While Casey looked at socks (imagine that! 🙂 ) Rob said “mouth” and I turned to see what he was looking at. He was talking about the Easter Bunny – his mouth didn’t move when he talked. Rob knew it was a person in a costume and not a “real” bunny. But he also realized that Casey believed it was the “real” Easter Bunny and he wouldn’t do anything to ruin that for her! Again, I was so proud of him – that is a lot of thoughts to process! She told everything she saw the Easter Bunny, but he never mentioned it again.

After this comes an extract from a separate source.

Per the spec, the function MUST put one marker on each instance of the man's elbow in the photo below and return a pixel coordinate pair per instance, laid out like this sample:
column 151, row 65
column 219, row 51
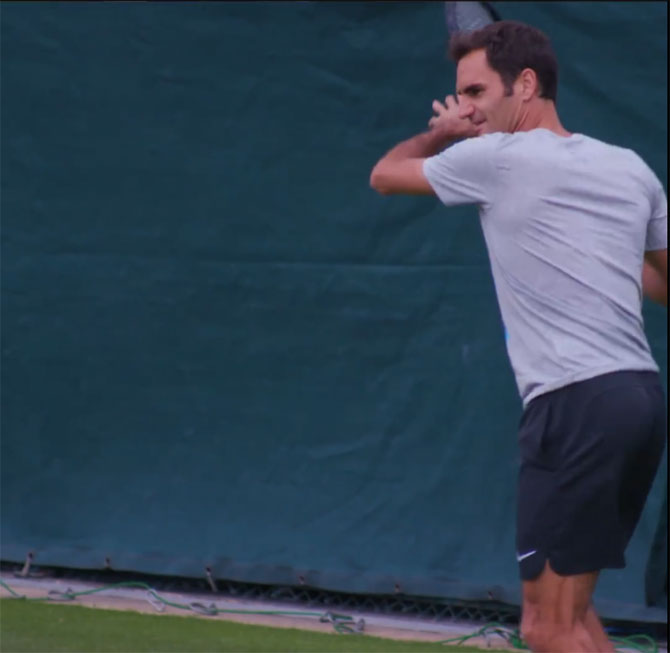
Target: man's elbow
column 377, row 181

When we were done shopping, she wanted to hold onto me. Rob was walking in front of us (I think he was done and making sure we were heading for the car! 🙂 ) and I told her she could walk with him. She stepped up to him and they grabbed hands. I love how they look out for each other when we go places! They held onto each other until we got to the car. (He always knows what door we came in and where the car is – very handy! 🙂 ) And it dispels the myth that people with autism don’t feel empathy – he knows she feels safer when she is holding someone and he never pulls away from her.

It was getting cloudy as we drove home (we live about 30 minutes from the mall) and I was waiting for Rob to start singing his storm song, but he never did. He held onto his bag with his sign in it and looked out the window all the way home. We even went for a long walk when we got home and he never sang his song!

Autism is just a part of us and if it had popped up during our day, we would have handled it like we usually do, but it was amazing to have a day of fun without really thinking about it. Sometimes, we just need a break from the stress of worrying about going new places or worrying about what might trigger sensory issues or anxiety. Yesterday was definitely a welcome break!

I hope each of you has a “welcome” break soon! Enjoy every minute of it!